这次点映能引发讨论,其实也暗合了近年台湾新电影修复重映的市场趋势。从去年杨德昌《一一》4K修复版内地公映拿下近4000万票房,到今年侯孝贤多部旧作修复重映,不难发现观众对这类带着时代质感的作者电影接受度正在变高。早年很多观众觉得侯孝贤的电影慢、闷,看不懂,现在越来越多看惯了工业流水线爽片的观众,反而开始喜欢这种慢下来讲普通人故事的作品。和现在很多青春片爱拍早恋、堕胎、逆袭的悬浮剧情比,《五月之后》里的青春全是日常:挤在出租屋里吃泡面,凑钱买一包烟轮流抽,毕业合照上每个人都笑的茫然,这种普通人的青春反而更有代入感。

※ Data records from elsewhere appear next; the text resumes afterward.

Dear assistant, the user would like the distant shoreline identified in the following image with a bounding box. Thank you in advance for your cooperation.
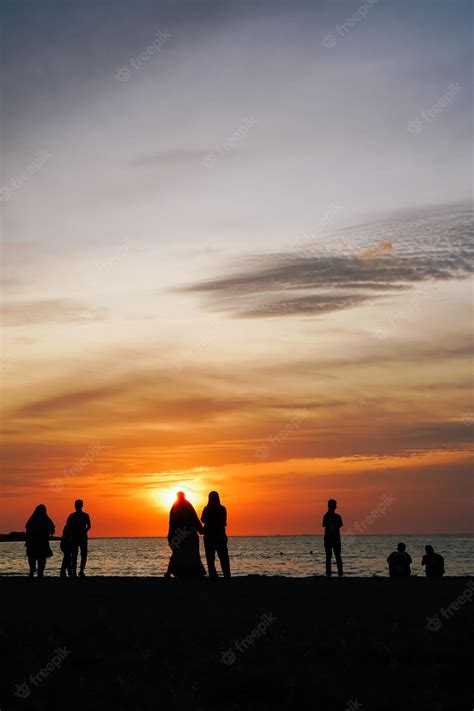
[0,531,474,543]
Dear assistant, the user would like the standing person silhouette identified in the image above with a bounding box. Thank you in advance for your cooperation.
[387,543,412,578]
[201,491,230,580]
[323,499,344,578]
[25,504,55,578]
[66,499,91,578]
[165,491,206,578]
[421,546,444,578]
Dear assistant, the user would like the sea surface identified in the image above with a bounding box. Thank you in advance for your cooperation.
[0,535,474,577]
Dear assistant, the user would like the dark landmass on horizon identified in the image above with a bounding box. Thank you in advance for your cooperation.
[0,575,474,711]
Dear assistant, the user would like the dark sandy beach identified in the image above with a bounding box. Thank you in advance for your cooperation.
[0,576,474,711]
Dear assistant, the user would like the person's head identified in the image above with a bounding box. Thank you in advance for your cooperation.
[208,491,221,506]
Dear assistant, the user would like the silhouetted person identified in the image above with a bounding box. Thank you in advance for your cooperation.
[25,504,55,578]
[421,546,444,578]
[165,491,206,578]
[387,543,412,578]
[323,499,344,578]
[66,499,91,578]
[59,525,72,578]
[201,491,230,580]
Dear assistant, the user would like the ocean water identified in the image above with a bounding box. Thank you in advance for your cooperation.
[0,534,474,577]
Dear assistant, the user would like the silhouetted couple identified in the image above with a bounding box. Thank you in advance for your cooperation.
[25,499,91,578]
[165,491,230,580]
[387,543,444,578]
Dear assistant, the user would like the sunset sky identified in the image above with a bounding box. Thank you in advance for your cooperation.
[0,0,474,536]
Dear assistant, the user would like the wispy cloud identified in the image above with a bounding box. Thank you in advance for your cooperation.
[184,208,474,317]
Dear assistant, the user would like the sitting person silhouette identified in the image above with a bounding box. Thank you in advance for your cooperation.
[323,499,344,578]
[59,525,72,578]
[201,491,230,580]
[66,499,91,578]
[387,543,412,578]
[25,504,55,578]
[421,546,444,578]
[165,491,206,578]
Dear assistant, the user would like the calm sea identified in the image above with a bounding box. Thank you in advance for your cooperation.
[0,535,474,577]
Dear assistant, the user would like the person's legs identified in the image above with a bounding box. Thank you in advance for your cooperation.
[217,543,230,578]
[204,539,217,580]
[59,553,69,578]
[79,538,87,575]
[334,541,343,577]
[71,541,79,578]
[38,558,46,578]
[324,541,332,578]
[28,553,36,578]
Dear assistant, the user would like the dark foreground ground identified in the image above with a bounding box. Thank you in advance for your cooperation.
[0,576,474,711]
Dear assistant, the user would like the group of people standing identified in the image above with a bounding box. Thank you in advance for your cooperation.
[165,491,230,580]
[25,499,91,578]
[323,499,444,578]
[25,491,445,580]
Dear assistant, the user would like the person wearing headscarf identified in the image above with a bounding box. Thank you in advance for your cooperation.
[25,504,55,578]
[165,491,206,578]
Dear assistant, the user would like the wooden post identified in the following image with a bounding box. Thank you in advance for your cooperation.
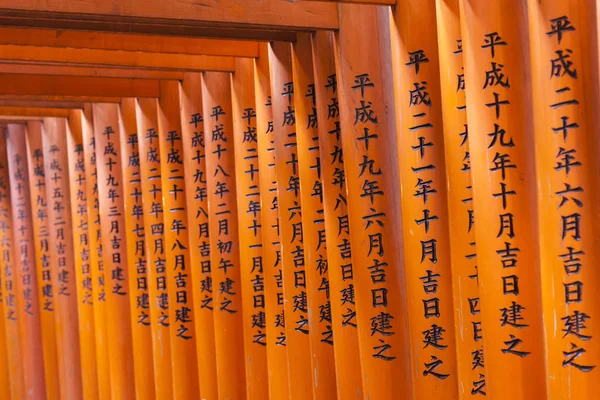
[528,1,600,399]
[202,72,246,398]
[460,0,546,400]
[24,121,60,400]
[180,72,218,399]
[42,118,83,398]
[67,110,98,399]
[312,31,363,399]
[292,33,340,399]
[93,103,135,400]
[158,81,200,400]
[119,97,155,400]
[336,4,412,399]
[269,42,313,400]
[430,0,486,398]
[254,43,289,400]
[230,58,269,400]
[81,104,111,400]
[6,124,46,399]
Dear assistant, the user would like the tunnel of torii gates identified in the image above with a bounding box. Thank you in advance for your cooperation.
[0,0,600,400]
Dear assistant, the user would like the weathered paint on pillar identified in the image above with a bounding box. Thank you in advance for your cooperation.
[292,33,338,399]
[254,43,289,400]
[528,0,600,399]
[6,124,46,399]
[436,0,486,399]
[119,97,155,400]
[158,81,200,400]
[269,42,313,400]
[230,58,269,400]
[24,121,60,400]
[460,0,546,400]
[179,72,218,399]
[312,31,363,399]
[42,118,83,399]
[202,72,246,399]
[67,110,98,399]
[93,103,135,400]
[336,4,413,399]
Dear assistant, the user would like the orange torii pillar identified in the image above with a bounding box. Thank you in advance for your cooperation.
[119,97,155,400]
[82,104,111,400]
[390,0,458,399]
[528,0,600,399]
[67,110,98,399]
[292,33,338,399]
[92,103,136,400]
[0,131,25,399]
[179,72,218,399]
[312,31,363,399]
[158,81,200,400]
[336,4,412,400]
[230,58,269,400]
[6,124,46,399]
[42,118,83,399]
[254,43,289,400]
[460,0,546,400]
[269,42,313,400]
[436,0,486,398]
[202,72,247,399]
[136,98,173,399]
[24,120,60,400]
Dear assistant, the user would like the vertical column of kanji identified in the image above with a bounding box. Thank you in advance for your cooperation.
[119,97,155,399]
[92,103,135,400]
[42,118,83,398]
[0,130,25,399]
[336,4,412,399]
[292,33,338,399]
[254,43,289,399]
[6,124,46,399]
[432,0,486,398]
[230,58,269,399]
[460,0,548,400]
[82,104,111,400]
[269,42,313,399]
[390,0,457,399]
[158,81,200,399]
[202,72,246,398]
[180,72,218,399]
[312,31,362,399]
[528,0,600,399]
[24,121,60,400]
[67,110,98,399]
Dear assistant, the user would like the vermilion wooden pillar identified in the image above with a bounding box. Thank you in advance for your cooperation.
[67,110,98,399]
[202,72,247,398]
[230,58,269,399]
[269,42,313,399]
[119,97,155,399]
[93,103,135,400]
[42,118,83,398]
[158,81,200,399]
[336,4,412,399]
[136,98,173,398]
[82,104,111,400]
[180,72,218,399]
[527,0,600,399]
[436,0,486,398]
[24,121,60,400]
[312,31,362,399]
[460,0,546,400]
[254,43,289,400]
[6,124,46,399]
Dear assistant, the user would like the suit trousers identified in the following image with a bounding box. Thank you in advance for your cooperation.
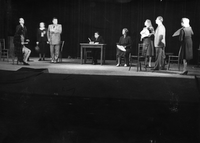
[50,44,60,61]
[154,47,165,69]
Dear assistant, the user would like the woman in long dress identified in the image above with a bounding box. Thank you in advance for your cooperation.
[179,18,194,75]
[36,22,48,61]
[140,19,154,67]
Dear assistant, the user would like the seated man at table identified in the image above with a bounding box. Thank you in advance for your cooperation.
[90,32,104,65]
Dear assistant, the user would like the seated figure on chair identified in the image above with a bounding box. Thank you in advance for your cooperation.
[90,31,104,65]
[140,19,154,68]
[116,28,132,67]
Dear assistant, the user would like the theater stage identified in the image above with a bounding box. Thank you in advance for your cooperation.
[0,58,200,143]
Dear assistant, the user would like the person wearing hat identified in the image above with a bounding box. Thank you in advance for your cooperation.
[179,18,194,75]
[116,28,132,67]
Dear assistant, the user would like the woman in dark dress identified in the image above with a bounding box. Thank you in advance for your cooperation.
[140,19,154,67]
[36,22,48,61]
[179,18,194,75]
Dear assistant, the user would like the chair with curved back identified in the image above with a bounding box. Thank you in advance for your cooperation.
[129,43,147,71]
[58,41,65,62]
[167,47,182,71]
[0,39,9,61]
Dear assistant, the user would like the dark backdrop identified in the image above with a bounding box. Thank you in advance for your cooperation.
[0,0,200,62]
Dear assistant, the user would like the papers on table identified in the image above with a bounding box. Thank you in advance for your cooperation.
[117,45,126,52]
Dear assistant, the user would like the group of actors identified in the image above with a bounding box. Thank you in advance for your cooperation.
[13,18,62,65]
[116,16,194,75]
[14,16,194,75]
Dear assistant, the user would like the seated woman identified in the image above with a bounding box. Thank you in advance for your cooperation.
[116,28,132,67]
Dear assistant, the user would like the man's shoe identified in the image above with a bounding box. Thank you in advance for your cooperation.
[23,62,29,66]
[180,71,188,75]
[116,64,120,67]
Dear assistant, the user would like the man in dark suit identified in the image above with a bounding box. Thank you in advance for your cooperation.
[14,18,31,65]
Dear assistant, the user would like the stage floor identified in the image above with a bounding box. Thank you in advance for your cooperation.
[0,57,200,143]
[0,57,200,78]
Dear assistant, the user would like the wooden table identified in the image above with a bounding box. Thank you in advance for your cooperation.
[80,43,106,65]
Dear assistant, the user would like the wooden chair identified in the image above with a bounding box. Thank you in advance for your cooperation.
[0,39,9,61]
[129,43,146,71]
[167,47,182,71]
[84,49,93,63]
[59,41,65,62]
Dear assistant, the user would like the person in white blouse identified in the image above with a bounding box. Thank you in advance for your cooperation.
[47,18,62,63]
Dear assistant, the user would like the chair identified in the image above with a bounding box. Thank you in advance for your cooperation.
[59,41,65,62]
[84,49,93,63]
[167,47,182,71]
[129,43,146,71]
[0,39,9,61]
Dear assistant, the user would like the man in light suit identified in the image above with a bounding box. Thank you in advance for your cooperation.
[47,18,62,63]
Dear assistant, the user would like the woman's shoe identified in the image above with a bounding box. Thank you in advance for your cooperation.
[180,71,188,75]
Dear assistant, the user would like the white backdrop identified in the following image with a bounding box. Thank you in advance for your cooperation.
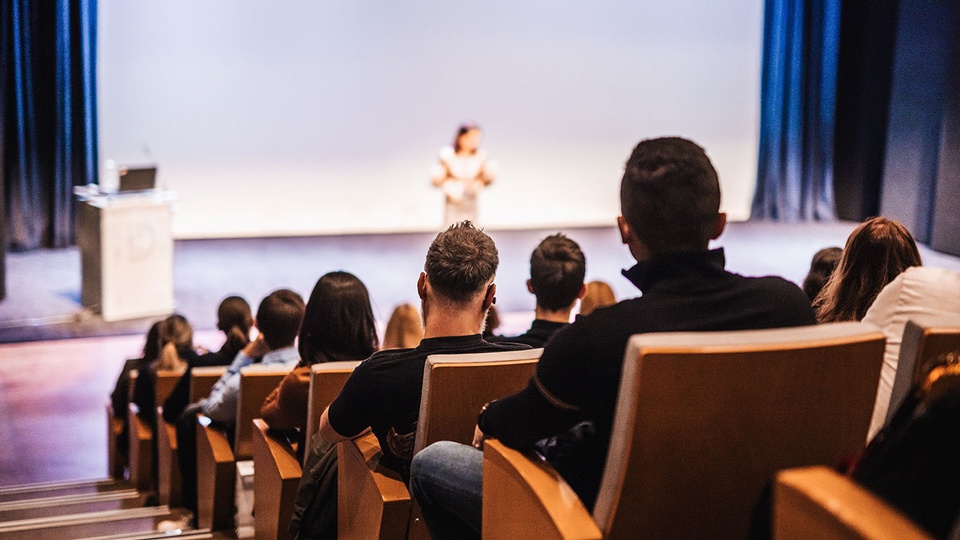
[98,0,763,238]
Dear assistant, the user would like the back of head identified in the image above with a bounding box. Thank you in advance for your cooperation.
[530,233,587,311]
[298,272,379,365]
[383,304,423,349]
[580,281,617,315]
[815,217,923,322]
[620,137,720,254]
[217,296,253,336]
[257,289,304,350]
[423,221,500,304]
[153,315,193,371]
[803,246,843,302]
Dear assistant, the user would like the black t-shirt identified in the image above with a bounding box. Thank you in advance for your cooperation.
[327,334,528,476]
[480,249,815,509]
[487,319,569,349]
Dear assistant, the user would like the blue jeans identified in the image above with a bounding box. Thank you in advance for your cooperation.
[410,441,483,540]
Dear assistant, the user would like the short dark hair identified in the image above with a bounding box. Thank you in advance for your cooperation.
[423,221,500,303]
[257,289,304,349]
[620,137,720,253]
[298,271,380,365]
[217,296,253,335]
[530,233,587,311]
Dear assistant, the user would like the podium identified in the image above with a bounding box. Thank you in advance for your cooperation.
[77,191,173,322]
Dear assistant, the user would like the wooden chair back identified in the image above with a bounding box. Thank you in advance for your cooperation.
[772,467,932,540]
[233,364,292,461]
[190,366,229,403]
[884,320,960,425]
[338,349,543,539]
[594,323,885,538]
[303,360,360,459]
[154,369,185,405]
[413,349,543,454]
[253,418,301,540]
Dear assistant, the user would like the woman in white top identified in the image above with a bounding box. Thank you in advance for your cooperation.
[432,124,495,228]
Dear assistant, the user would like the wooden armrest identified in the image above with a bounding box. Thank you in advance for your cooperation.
[197,414,237,531]
[107,402,129,480]
[252,418,301,539]
[483,440,602,539]
[337,433,410,540]
[773,467,930,540]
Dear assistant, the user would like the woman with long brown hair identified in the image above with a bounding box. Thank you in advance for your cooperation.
[814,217,923,323]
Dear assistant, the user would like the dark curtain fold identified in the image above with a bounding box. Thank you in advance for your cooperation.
[752,0,840,221]
[0,0,97,250]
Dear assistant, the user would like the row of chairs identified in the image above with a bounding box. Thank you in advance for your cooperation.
[114,323,960,539]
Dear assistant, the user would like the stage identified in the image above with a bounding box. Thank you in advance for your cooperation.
[0,222,960,343]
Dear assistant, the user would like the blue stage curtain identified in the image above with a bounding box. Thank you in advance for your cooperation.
[752,0,840,221]
[0,0,97,250]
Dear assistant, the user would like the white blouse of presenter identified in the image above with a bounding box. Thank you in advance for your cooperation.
[432,124,496,229]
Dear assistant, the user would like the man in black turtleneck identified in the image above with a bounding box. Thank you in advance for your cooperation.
[487,233,587,347]
[410,137,814,539]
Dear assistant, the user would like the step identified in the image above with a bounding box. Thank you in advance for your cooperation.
[0,478,131,503]
[0,489,145,522]
[83,529,218,540]
[0,506,180,540]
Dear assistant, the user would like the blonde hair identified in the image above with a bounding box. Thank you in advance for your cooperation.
[383,304,423,349]
[152,315,193,371]
[580,281,617,315]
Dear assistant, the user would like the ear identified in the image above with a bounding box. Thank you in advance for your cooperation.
[617,216,633,244]
[710,212,727,240]
[417,272,427,300]
[482,283,497,313]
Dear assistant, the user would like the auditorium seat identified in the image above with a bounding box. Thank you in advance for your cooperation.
[884,320,960,425]
[127,370,183,492]
[107,369,138,480]
[773,466,931,540]
[197,365,290,531]
[337,349,543,539]
[253,361,360,539]
[157,366,227,507]
[483,323,884,539]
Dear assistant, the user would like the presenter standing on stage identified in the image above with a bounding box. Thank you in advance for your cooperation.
[433,124,496,229]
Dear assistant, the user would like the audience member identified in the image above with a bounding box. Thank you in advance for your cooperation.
[110,321,160,455]
[489,234,587,347]
[260,272,378,436]
[177,289,304,515]
[133,315,197,428]
[863,266,960,440]
[814,217,922,323]
[580,280,617,315]
[803,246,843,302]
[383,304,423,350]
[278,272,376,538]
[163,296,253,424]
[481,306,500,339]
[320,221,526,478]
[851,351,960,539]
[410,138,814,538]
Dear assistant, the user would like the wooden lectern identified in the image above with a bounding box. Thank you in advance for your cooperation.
[77,192,173,321]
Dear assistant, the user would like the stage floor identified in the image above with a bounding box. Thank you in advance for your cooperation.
[0,222,960,343]
[0,219,960,486]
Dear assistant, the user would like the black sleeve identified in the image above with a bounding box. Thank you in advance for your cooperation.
[327,362,372,437]
[480,323,592,450]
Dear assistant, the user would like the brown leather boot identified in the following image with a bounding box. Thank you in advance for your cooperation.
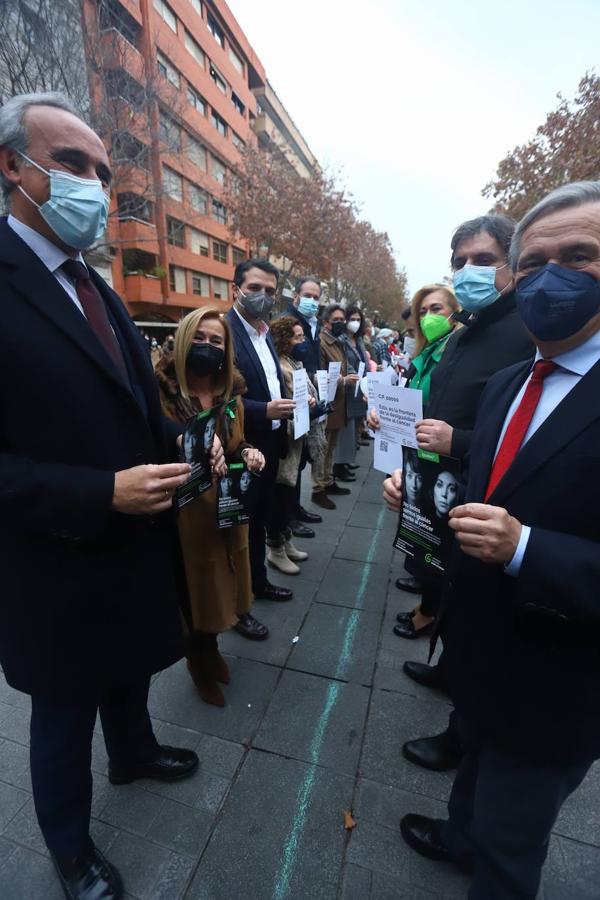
[214,635,230,684]
[186,631,225,706]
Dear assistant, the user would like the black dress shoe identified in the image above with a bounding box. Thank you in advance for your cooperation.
[333,463,356,481]
[402,660,446,691]
[396,609,416,622]
[290,522,315,537]
[50,839,123,900]
[233,613,269,641]
[255,581,294,600]
[400,813,473,873]
[311,491,336,509]
[296,506,323,525]
[394,619,435,641]
[402,731,463,772]
[325,481,351,497]
[108,744,199,784]
[396,575,423,594]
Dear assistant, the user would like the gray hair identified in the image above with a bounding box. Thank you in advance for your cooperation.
[0,91,80,198]
[508,181,600,272]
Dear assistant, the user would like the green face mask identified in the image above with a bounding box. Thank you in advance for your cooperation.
[421,313,452,344]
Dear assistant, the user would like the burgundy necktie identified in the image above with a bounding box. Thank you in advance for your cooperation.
[485,359,560,501]
[61,259,129,384]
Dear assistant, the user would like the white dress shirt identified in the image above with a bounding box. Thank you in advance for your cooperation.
[233,306,281,430]
[504,331,600,575]
[7,215,85,315]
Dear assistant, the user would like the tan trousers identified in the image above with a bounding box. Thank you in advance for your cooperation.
[312,428,339,494]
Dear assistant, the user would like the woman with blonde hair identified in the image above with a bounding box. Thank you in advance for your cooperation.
[156,307,268,706]
[408,284,460,407]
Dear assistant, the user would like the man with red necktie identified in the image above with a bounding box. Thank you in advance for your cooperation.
[384,182,600,900]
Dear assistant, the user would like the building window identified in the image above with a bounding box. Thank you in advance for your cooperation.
[210,156,227,184]
[212,197,227,225]
[192,272,210,297]
[158,110,181,153]
[213,238,227,263]
[104,69,146,110]
[163,166,183,202]
[189,228,213,256]
[208,64,227,94]
[229,47,244,75]
[210,109,227,137]
[98,0,142,49]
[188,84,206,116]
[212,278,229,300]
[207,12,225,48]
[110,131,150,170]
[183,28,205,68]
[187,181,207,216]
[154,0,177,34]
[231,247,248,266]
[117,191,154,222]
[185,134,206,172]
[231,91,246,116]
[167,216,185,247]
[169,266,187,294]
[156,50,181,87]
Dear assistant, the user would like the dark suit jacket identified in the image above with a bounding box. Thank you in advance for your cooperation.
[225,309,288,457]
[285,303,321,375]
[442,363,600,762]
[0,219,181,697]
[426,294,535,459]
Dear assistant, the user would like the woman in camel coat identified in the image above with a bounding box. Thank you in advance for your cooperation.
[156,307,264,706]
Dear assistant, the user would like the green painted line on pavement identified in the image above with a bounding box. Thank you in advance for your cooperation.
[273,506,385,900]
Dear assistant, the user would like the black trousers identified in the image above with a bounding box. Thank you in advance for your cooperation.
[248,432,286,595]
[30,678,157,858]
[443,736,592,900]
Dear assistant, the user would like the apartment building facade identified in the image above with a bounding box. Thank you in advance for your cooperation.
[84,0,266,323]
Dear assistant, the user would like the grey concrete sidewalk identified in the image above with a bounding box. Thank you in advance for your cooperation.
[0,448,600,900]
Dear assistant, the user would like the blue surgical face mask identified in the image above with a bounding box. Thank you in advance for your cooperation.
[452,263,506,312]
[18,153,110,250]
[292,341,310,362]
[516,263,600,341]
[298,297,319,319]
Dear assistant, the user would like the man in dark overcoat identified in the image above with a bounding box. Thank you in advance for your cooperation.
[0,94,223,900]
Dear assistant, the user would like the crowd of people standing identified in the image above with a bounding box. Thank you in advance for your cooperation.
[0,86,600,900]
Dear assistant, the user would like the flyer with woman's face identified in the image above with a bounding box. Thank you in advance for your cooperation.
[217,463,260,528]
[175,409,217,507]
[394,447,461,574]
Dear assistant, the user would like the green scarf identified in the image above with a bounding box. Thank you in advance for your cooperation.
[410,332,452,408]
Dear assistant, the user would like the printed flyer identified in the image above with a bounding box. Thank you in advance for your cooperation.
[175,409,217,508]
[394,447,461,574]
[217,463,260,528]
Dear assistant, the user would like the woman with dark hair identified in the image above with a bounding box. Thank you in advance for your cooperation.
[156,307,268,706]
[267,316,325,575]
[333,306,368,481]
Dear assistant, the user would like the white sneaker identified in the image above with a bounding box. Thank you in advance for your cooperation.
[283,538,308,562]
[267,547,300,575]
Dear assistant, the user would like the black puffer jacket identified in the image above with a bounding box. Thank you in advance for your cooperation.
[425,293,535,459]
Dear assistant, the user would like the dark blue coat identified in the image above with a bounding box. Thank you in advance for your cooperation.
[0,219,181,697]
[225,309,288,457]
[285,303,321,375]
[442,362,600,763]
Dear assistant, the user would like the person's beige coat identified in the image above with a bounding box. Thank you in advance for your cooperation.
[156,360,252,634]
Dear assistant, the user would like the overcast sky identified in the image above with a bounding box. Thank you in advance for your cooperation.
[228,0,600,291]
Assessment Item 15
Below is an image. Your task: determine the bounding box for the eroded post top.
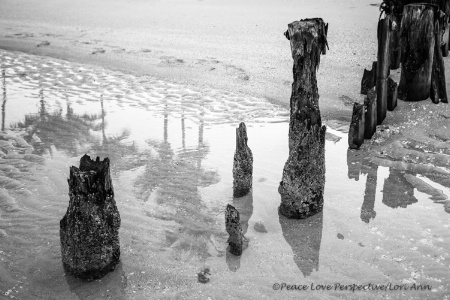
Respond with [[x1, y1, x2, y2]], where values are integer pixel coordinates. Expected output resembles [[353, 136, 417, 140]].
[[284, 18, 328, 63]]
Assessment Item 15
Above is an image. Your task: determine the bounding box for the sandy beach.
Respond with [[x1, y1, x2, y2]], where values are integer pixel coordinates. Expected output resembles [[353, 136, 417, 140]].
[[0, 0, 450, 299], [0, 0, 379, 118]]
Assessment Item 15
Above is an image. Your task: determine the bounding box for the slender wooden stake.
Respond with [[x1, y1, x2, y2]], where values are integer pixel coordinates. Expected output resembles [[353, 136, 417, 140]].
[[387, 77, 398, 111], [364, 88, 378, 139], [430, 15, 448, 104], [285, 19, 328, 152], [399, 4, 435, 101], [377, 15, 392, 125], [278, 18, 328, 219], [389, 15, 402, 70], [361, 61, 377, 95], [348, 103, 365, 149], [233, 122, 253, 197]]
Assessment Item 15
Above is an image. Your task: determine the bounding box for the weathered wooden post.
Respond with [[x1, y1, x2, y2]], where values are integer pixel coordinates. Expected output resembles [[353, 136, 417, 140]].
[[233, 122, 253, 197], [376, 14, 392, 125], [361, 61, 377, 95], [430, 12, 448, 103], [364, 88, 378, 139], [360, 162, 378, 223], [60, 155, 120, 280], [389, 14, 402, 70], [225, 204, 244, 256], [278, 18, 328, 218], [387, 77, 398, 111], [399, 4, 436, 101], [348, 103, 365, 149]]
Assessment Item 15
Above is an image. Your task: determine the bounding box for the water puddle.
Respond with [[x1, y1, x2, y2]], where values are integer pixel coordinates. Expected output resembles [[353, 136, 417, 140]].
[[0, 51, 450, 299]]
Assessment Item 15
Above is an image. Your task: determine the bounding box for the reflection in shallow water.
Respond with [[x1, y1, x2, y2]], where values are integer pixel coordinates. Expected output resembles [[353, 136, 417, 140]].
[[279, 212, 323, 277], [226, 191, 253, 272], [383, 168, 417, 208], [0, 51, 450, 299], [65, 263, 127, 300]]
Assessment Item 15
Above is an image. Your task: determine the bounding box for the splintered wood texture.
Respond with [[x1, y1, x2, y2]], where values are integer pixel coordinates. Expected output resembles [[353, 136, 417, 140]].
[[60, 155, 121, 280], [399, 4, 435, 101], [233, 122, 253, 197], [286, 18, 328, 66], [286, 19, 328, 151], [278, 125, 326, 219], [348, 103, 365, 149]]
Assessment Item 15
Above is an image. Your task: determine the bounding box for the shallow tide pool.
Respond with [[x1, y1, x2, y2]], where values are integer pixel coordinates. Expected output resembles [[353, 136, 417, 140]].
[[0, 50, 450, 299]]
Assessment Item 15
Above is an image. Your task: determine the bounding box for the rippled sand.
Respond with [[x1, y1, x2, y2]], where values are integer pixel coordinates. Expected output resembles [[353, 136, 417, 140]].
[[0, 51, 450, 299]]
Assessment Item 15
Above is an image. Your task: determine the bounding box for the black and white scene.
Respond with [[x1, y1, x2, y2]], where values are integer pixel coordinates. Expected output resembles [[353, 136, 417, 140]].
[[0, 0, 450, 300]]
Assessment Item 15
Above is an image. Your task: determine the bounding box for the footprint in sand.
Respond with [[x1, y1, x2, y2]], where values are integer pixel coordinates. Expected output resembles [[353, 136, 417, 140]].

和同类型台湾青春片比,《五月之后》没有把冲突集中在男女情爱,反而把个人选择放到了时代转折的背景里,1970年代的台湾正处在出口加工型经济起飞的阶段,整个社会都在快速转型,年轻人面对的诱惑和迷茫,其实和现在经济转型期内地年轻人面对的处境本质上是相通的。
影片里最有意思的一处细节,是临近结尾几个多年未见的同学偶然在台北街头碰到,大家站在路边聊了不到十分钟,就因为各自要忙的事情匆匆告别,没有抱头痛哭的煽情,也没有忆往昔的感慨,只有一句“有空再聚”就各自转身。侯孝贤后来在访谈里提到,这就是真实的人生,少年时候以为会一辈子玩在一起的朋友,走着走着就散了,没有谁对谁错,只是选了不同的路而已。很多观众说看到这段的时候突然泪目,不是因为被刻意煽情戳中,而是想起了自己毕业多年后和朋友的相处状态,大家隔着几百几千公里,平时很少聊天,但是碰到事情还是会互相帮忙,只是再也没办法像上学时候一样天天混在一起了。
这次修复重映,发行方并没有做大规模的宣发,甚至连正式的首映礼都没有办,只是靠着影迷圈的口口相传攒出了话题度。有观众在豆瓣给影片打分的时候留了一句话:“原来三十多年前的年轻人,也一样会为未来发愁,一样会和朋友走散,一样不知道自己选的路对不对。”这种跨越时空的共情,大概就是老电影重映最大的意义。接下来修复版还会在更多城市开启点映,只是目前还没有大范围公映的计划,不少观众已经在呼吁发行方增加排片,也有人好奇,会不会有更多年轻观众走进影院,看这个三十多年前讲青春选择的故事,从里面找到自己的影子?